I don’t like to talk about spirituality and religion in a personal manner. I can speak about religion as a social institution, as a concept… about spirituality as a theory, as a lifestyle. But it is an extremely rare occasion that I find it appropriate to discuss my personal belief and experience, and even then it is strictly with my family.

Despite this, I read this quote in a book my mom gave me, and for a moment the world—at least my current world—seemed suddenly ordered. And I’m breaking my personal rule to share with you why.

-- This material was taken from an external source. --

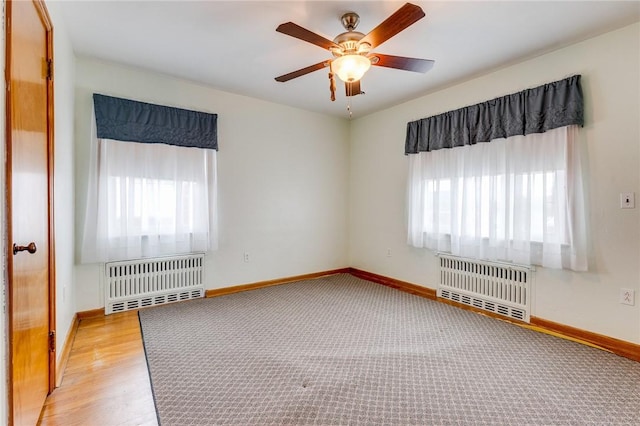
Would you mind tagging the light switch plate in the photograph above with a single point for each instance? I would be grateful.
(627, 200)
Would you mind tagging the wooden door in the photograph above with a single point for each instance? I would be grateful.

These last few months in Slovakia have been good. Really good. But as the winter gets darker and colder, so do my thoughts. Living here is hard. Being a wandering, indecisive, confused twenty-something is hard. Realizing that my strengths are irrelevant and my weaknesses are definitive—is hard. But this realization comes with a second: that god is the essence of a happy existence.

Pause. When I write “god,” I need to be clear. I don’t mean, specifically, the Christian god—nor the god of any other religion. What I mean is the sense of peace and goodness that pulls at our gut and takes hold of our heart. The sense that speaks through meaningful conversations with true friends, which is still in the quiet of morning, and which warms the hands with a cup of fresh coffee. I don’t know how to express this without speaking in clichés, but I certainly refuse to associate it with any religion because (for me) religion is so heavy.

For me, in this time of glaring weakness—the best way I know how to find peace is to put my head down to the earth and decide to see god glimmer in the goodness of humanity and the beauties of a simple life.